Peter L. Salgo, MD: There’s got to be a significant incidence of depression in all of these folks who really get hit by this, isn’t there?
Claire Gill: I’m sure there is. But actually, we don’t have a lot of data on depression. We are launching a patient registry where we hope to be able to track that from the patient perspective. Because getting that information is really critical.
Peter L. Salgo, MD: And what do you tell patients? Is there organized information you can give them? Is there your canned speech that you give them? What do you do for patients?
Thomas P. Olenginski, MD, FACP, CCD: I saw 2 people with hip fracture this morning. One was 90, surrounded in the room by 7 loving family members. What I tell that patient is, “You’re not too old to be treated because you want to go home and be independent again,” and she probably will.
I saw another patient. This patient is a 67-year-old woman who is in the hospital, fell, and broke her hip. She already has 1 or 2 compression fractures. She has some issues with, “Maybe I don’t want to do this, or that.”
So you have to kind of individualize based on how you read the patient and what the patient needs. I think every patient needs something a little bit different. What I tell them: “We want your bones to be stronger. We don’t want you to break. We want you to be independent, and you’re probably going to need some medicine because you have, by definition, severe osteoporosis.”
Peter L. Salgo, MD: You know something else, an image, came to my mind as you guys were speaking. And it’s something that is sociologic and societal. There’s a common phrase, which is not PC any more. People talk about the little old lady. Well, why is she little? And she’s older. I’ll bet it’s because she compressed her spine. This is an osteoporotic picture, isn’t it?
Andrea J. Singer, MD, FACP, CCD: It is. We tend to underestimate the importance of spine fractures. We focus a lot on hip fractures. They are extremely important, and probably have the worst outcome. But spine fractures are extremely important as well. They often go underrecognized, and over time, can absolutely impact life. People become shorter. They don’t breathe as well because their chest cavity is compressed. Their abdominal cavity is compressed.

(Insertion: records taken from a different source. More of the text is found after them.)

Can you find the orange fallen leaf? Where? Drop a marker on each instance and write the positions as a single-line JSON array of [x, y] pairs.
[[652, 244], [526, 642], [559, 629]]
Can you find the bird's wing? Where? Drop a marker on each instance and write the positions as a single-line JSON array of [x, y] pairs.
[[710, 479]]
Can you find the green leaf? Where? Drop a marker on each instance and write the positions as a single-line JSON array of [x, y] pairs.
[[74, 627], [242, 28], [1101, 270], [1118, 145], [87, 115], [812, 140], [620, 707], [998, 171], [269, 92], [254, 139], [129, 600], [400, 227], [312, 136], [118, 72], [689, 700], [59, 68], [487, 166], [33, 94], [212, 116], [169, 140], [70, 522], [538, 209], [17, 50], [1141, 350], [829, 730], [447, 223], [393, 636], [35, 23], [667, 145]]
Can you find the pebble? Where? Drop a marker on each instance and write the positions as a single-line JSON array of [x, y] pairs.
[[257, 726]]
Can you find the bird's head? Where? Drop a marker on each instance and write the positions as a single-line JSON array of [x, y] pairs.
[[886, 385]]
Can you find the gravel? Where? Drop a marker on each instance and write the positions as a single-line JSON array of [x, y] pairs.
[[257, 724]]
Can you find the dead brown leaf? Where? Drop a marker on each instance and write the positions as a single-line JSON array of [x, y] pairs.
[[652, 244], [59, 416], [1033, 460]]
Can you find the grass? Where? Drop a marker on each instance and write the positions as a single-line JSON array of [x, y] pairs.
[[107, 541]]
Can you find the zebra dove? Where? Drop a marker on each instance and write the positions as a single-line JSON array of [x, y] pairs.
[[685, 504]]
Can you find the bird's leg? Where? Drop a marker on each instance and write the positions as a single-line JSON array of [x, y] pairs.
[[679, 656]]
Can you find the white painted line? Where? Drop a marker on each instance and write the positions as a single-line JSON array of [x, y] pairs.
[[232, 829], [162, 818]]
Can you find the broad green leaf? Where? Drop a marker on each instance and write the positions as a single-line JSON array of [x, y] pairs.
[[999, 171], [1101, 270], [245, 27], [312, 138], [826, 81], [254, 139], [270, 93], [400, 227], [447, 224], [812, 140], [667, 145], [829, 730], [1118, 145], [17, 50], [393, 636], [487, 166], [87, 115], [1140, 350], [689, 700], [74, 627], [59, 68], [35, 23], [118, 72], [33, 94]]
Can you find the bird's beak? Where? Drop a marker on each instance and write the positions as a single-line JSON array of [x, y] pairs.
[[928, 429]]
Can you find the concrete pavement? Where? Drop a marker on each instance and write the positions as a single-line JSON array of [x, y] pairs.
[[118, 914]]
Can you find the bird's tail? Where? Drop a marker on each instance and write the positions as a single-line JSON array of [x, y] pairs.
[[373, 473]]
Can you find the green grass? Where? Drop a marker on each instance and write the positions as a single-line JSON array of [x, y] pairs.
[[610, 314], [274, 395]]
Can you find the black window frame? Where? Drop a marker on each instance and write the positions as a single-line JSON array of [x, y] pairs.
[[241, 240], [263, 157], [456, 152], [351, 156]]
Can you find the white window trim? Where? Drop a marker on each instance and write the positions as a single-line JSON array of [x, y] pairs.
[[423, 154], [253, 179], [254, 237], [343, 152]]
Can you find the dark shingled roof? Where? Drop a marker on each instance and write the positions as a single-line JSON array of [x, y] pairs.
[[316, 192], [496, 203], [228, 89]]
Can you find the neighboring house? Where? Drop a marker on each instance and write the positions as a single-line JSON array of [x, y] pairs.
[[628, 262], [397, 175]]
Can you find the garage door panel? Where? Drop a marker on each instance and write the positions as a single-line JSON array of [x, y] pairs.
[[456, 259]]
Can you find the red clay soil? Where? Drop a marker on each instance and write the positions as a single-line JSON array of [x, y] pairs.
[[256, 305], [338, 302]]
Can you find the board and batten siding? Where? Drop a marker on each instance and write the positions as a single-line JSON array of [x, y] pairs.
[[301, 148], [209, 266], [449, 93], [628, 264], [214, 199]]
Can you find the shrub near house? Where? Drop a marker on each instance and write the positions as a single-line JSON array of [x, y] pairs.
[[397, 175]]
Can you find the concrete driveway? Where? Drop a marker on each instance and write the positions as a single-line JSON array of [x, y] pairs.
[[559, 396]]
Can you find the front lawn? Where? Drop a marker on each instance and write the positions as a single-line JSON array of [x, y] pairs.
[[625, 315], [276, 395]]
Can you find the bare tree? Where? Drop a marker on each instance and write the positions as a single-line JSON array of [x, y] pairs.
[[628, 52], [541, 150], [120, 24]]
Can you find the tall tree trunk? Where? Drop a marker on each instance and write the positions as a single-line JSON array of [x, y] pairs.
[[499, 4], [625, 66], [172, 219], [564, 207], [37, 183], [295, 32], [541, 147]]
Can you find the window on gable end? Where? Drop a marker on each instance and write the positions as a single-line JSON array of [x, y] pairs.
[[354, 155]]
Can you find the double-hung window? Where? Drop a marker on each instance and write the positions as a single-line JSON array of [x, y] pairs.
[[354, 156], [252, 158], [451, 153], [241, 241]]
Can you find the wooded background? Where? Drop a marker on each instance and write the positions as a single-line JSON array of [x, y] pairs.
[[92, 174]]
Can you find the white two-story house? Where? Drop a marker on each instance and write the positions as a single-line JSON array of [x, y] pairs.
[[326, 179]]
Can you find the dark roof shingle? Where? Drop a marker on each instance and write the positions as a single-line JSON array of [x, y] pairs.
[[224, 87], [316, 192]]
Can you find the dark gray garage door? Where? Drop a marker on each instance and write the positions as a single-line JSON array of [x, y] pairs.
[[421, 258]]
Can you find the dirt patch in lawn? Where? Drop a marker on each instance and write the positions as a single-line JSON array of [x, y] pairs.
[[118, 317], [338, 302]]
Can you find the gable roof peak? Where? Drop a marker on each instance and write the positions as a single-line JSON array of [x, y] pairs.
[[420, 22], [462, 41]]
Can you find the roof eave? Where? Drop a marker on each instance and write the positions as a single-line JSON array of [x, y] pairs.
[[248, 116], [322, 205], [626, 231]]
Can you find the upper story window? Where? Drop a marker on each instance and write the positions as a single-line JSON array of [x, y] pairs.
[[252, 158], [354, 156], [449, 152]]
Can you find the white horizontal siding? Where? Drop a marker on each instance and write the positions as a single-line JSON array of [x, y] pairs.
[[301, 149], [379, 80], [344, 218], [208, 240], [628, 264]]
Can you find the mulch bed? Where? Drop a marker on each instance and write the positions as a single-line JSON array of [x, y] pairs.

I interestingly had a patient, when I was first in practice and seeing osteoporosis patients. By the time she came to see me, in her late 70s, she had a number of spine fractures. And if you know anything about Washington, DC, driving to the office is never an easy thing, particularly during commuting hours. But she would only come into the office either first thing in the morning or at the end of the day. And I said to her, “Why don’t you make an appointment in the middle of the day when traffic isn’t so bad?” She said, “I don’t like the way I look any more. Clothes don’t fit as well. I don’t like people to see me, so I would rather come into the office when the waiting room is not full and I don’t have to be seen.”
That registered with me, because it’s not something that we think about every day. That was the result of multiple vertebral fractures and led to not only decreased functioning, but this depression and a change in her own self-esteem.